John Kamateros enjoyed imperial favour as Manuel I Komnenos' drinking companion; according to the near contemporary historian Niketas Choniates, Kamateros drank wine by the barrel and was able to outdrink any foreign envoy or ruler, while he was a famous glutton as well, eating as if he was starving and able to eradicate entire fields of green peas by himself. Choniates gives an account of Kamateros' rivalry with the epi tou kanikleiou, Theodore Styppeiotes, who was deposed and blinded at Manuel's orders in 1158/9. According to Choniates, Kamateros resented the fact that, although formally less powerful than himself, who was logothetes tou dromou, Styppeiotes' office allowed him immediate access to and therefore influence on the emperor. Consequently, Styppeiotes managed to have his own ideas promoted, while Kamateros "saw his demands dispersed in the air like dreams". Frustrated, John forged a correspondence between Styppeiotes and the Norman king of Sicily, William II, which he hid so that it could be discovered easily. Styppeiotes was then charged with treason, lost his offices, was blinded and his tongue was severed. Other authors give different reasons for Styppeiotes' downfall, and the details of Choniates' version have been proven to be inaccurate, at least in their chronology, by the historian Otto Kresten. Nevertheless, as Choniates was a member of the Constantinopolitan bureaucracy and well-informed about its recent history, it is very likely that his information that Kamateros succeeded Styppeiotes as mesazon, before being replaced as both logothetes tou dromou and mesazon by Michael Hagiotheodorites, is correct.
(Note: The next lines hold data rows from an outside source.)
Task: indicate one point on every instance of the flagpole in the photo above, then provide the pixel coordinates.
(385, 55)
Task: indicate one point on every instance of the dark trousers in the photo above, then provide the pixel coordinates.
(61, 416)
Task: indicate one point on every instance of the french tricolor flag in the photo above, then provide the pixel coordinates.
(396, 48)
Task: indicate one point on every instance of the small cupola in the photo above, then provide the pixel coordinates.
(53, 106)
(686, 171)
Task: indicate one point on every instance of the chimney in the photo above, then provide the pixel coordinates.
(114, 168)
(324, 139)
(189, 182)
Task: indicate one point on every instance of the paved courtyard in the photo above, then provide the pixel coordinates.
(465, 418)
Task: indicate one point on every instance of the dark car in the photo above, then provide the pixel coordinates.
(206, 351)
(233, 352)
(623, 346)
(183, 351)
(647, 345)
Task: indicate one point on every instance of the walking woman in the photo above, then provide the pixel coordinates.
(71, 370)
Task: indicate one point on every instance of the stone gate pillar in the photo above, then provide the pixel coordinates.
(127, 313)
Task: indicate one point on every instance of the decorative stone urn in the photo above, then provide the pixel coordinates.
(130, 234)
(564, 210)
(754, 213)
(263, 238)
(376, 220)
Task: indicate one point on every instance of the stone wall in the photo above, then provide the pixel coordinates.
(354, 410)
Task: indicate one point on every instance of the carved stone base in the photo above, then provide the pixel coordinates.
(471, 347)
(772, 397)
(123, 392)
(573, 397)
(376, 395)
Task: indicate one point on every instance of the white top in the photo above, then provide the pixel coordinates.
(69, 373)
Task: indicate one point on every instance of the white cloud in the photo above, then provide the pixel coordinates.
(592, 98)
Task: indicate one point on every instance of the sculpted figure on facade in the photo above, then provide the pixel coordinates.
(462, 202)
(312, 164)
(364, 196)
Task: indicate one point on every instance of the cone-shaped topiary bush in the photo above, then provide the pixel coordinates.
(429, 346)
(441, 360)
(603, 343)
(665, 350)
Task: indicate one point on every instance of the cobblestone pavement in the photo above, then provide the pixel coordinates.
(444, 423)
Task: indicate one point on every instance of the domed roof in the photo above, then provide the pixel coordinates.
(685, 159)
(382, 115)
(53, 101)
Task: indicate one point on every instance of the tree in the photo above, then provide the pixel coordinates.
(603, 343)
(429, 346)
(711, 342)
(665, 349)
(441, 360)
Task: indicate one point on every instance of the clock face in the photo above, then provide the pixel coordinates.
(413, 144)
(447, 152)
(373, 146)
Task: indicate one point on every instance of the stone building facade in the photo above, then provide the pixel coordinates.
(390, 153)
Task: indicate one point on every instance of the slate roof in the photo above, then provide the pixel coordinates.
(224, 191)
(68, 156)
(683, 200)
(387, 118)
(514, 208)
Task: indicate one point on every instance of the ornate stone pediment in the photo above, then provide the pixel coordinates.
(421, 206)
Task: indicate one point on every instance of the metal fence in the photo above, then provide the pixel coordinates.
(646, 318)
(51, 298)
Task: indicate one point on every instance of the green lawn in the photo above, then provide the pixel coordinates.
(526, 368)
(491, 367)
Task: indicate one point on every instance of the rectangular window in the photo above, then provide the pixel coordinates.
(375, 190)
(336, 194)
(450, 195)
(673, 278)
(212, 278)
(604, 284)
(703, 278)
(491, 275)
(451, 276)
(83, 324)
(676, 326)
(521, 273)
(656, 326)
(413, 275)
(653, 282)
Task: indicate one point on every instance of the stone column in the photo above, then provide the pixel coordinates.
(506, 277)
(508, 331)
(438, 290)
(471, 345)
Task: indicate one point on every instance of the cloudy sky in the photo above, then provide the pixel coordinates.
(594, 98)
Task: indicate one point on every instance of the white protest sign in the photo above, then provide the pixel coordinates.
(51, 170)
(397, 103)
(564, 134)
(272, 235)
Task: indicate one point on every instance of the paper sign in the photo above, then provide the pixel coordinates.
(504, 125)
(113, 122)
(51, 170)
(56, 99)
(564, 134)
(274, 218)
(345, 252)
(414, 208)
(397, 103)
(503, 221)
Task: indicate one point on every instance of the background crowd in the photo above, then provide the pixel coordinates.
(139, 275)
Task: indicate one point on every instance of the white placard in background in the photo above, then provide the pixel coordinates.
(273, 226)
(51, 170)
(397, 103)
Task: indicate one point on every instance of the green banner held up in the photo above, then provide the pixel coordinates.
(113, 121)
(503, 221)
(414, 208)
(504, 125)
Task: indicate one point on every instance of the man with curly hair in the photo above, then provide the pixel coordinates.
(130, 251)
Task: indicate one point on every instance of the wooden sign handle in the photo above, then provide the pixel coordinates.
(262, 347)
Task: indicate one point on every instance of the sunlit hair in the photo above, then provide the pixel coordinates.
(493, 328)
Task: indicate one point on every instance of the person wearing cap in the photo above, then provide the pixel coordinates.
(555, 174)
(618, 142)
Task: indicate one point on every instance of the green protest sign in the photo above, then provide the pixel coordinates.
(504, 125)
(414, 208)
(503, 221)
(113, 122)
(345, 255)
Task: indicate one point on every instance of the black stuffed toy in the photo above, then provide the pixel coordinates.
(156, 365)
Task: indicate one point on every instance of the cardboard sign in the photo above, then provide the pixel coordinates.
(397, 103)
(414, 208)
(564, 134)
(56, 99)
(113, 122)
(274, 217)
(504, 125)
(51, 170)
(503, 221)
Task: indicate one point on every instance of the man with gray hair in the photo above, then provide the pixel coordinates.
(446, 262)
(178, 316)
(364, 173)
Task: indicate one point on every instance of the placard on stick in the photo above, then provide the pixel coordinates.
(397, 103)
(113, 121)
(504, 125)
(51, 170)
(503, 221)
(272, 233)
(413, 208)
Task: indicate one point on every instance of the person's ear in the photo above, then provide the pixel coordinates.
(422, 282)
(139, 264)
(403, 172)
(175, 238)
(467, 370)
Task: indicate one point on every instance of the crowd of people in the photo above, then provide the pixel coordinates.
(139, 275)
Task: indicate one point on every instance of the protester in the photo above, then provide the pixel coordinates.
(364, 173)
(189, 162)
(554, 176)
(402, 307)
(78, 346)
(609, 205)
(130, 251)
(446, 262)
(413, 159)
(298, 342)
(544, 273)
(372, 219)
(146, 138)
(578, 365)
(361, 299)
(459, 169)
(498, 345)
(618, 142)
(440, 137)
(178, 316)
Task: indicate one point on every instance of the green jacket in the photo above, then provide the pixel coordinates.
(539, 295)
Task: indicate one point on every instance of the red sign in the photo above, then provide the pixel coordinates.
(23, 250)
As a prominent member of the court, John was also active in the intellectual circles of the time, apparently having himself composed at least two poems in political verse, and corresponding with scholars like Michael Glykas and George Tornikes. John was not a very religious man, and was interested in astrology, the subject of one of his poems.
Identification
The Greek Byzantinist Demetrios Polemis reconstructed Kamateros as "John Doukas Kamateros", who was "almost always called Doukas", identifying him with a number of persons named "John Doukas" or "John Kamateros", and giving him a high lineage as a cousin of Emperor Manuel I Komnenos. Polemis gave him a military, diplomatic, and civilian career that spanned almost the entire second half of the century, and led him to occupy, according to Polemis' assessment, "perhaps the most outstanding place among officials of his time". However, these identifications have been disputed by other scholars. Patricia Karlin-Hayter notably decomposes Polemis' figure into six or seven different people. The military and diplomatic career envisaged by Polemis is now considered to belong to another figure, the megas hetaireiarches John Doukas.